Comme si la mappemonde de notre enfance qu’on pouvait stopper d’un doigt tournait sans fin. Difficile, en dépit du temps qu’on y passe, de s’établir avec sérénité dans un écosystème dont on ne perçoit pas les fondations et les limites.

Avant et après internet 

Donc, révolution ou pas révolution des réseaux ?

« il ne semble pas du tout certain qu’Internet ait provoqué une révolution dans les réseaux ».

Pierre Merclké

Voilà assurément de quoi briller dans les dîners. Certes, Internet oblige sans doute à « redéfinir ce qu’est une relation, ce qu’est le lien social » poursuivrez-vous, mais il ne faut pas être aveuglé par « l’engouement des usagers – et des chercheurs aussi – pour les réseaux sociaux en ligne… ».

L’homme n’a pas attendu Internet pour devenir un animal social.
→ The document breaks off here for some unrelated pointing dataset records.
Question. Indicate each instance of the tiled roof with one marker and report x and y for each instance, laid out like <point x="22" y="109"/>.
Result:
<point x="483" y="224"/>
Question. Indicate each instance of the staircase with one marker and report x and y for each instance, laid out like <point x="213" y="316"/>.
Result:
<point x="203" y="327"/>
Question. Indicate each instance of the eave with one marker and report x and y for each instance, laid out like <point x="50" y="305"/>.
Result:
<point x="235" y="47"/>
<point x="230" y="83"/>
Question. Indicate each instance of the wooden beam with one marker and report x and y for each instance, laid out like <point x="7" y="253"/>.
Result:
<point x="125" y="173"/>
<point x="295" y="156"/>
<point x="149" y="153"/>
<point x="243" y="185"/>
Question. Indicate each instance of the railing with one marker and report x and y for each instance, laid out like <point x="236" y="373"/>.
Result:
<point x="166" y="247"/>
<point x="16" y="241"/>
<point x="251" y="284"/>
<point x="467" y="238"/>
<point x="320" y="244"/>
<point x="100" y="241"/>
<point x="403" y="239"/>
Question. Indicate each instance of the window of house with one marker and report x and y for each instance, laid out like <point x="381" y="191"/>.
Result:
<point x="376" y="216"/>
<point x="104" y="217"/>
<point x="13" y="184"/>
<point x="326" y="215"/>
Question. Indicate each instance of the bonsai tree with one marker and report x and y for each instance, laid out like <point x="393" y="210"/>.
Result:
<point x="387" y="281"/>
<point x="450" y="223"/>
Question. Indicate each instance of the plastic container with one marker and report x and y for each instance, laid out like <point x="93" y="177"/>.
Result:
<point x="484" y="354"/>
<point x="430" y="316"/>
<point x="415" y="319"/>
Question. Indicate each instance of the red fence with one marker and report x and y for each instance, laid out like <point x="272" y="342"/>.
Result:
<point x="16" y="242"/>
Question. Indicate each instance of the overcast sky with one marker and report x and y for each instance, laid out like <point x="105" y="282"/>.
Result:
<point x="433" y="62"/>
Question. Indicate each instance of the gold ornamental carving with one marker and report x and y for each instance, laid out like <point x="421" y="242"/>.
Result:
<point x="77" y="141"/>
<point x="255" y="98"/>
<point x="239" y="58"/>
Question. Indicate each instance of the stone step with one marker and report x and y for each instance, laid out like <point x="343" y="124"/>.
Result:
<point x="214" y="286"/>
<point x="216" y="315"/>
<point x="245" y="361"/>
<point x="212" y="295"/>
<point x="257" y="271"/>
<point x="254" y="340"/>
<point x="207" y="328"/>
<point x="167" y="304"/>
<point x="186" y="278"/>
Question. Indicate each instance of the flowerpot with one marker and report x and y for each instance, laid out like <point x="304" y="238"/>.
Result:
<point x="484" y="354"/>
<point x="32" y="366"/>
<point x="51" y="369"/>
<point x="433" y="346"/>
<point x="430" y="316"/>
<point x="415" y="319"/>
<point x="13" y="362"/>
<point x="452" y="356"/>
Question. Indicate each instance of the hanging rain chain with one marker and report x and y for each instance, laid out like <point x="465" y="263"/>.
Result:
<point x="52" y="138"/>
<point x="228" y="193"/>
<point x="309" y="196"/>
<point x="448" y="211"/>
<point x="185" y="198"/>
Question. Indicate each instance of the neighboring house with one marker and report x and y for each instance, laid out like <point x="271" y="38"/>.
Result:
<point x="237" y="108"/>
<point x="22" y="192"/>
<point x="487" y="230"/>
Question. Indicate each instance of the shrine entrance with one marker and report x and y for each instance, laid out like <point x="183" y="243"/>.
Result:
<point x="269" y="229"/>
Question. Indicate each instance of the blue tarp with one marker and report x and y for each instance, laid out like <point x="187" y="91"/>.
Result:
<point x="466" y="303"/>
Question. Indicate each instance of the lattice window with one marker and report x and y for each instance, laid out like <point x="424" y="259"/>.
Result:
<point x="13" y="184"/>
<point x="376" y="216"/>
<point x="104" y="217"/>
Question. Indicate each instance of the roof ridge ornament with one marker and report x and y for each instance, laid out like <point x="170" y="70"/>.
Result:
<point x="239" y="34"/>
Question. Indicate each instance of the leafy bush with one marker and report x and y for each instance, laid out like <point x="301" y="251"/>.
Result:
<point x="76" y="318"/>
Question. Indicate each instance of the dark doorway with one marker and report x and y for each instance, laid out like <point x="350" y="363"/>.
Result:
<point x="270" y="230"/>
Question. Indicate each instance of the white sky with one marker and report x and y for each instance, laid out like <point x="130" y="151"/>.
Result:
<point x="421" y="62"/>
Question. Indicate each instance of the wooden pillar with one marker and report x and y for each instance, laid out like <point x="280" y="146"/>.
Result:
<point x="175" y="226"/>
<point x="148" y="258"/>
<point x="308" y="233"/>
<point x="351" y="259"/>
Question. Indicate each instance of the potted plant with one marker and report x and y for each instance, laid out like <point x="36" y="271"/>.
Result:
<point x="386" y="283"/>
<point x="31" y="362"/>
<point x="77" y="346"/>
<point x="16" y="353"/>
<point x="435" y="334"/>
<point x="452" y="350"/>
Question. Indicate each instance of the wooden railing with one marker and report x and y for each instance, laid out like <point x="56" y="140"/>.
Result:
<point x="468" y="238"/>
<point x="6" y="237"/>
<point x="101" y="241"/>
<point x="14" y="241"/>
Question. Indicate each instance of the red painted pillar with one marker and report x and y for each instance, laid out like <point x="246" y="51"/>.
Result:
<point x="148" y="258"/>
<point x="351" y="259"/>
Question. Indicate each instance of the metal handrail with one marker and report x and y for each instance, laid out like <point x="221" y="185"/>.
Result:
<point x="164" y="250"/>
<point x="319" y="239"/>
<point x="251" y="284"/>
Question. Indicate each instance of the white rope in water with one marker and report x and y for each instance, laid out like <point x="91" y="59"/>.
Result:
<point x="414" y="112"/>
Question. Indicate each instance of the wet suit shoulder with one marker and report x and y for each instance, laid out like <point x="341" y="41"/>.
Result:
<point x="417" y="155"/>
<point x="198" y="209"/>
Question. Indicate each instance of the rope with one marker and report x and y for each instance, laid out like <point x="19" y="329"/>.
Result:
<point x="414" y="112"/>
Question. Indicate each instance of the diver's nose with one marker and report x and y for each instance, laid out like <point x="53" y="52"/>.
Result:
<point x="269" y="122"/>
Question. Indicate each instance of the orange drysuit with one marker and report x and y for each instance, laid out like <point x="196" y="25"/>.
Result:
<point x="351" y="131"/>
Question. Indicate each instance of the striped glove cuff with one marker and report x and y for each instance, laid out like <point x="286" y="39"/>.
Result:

Les pratiques et les formes de sociabilité sont anciennes, et la sociologie les étudie depuis une cinquantaine d’années.

Sans doute faut-il considérer qu’Internet « est bien une « technologie », qui accompagne plutôt qu’elle ne cause un certain nombre de transformations des relations sociales (affaiblissement des liens, transformation de la notion de groupe, horizontalisation des relations…), explique le sociologue.

« L’autonomie et le fonctionnement en réseau ne sont pas des inventions d’Internet, ce serait plutôt Internet qui serait le produit du fonctionnement en réseau ».

Vos convives en resteront coi. 

* (Sociologie des réseaux sociaux, éditions La Découverte, 2015)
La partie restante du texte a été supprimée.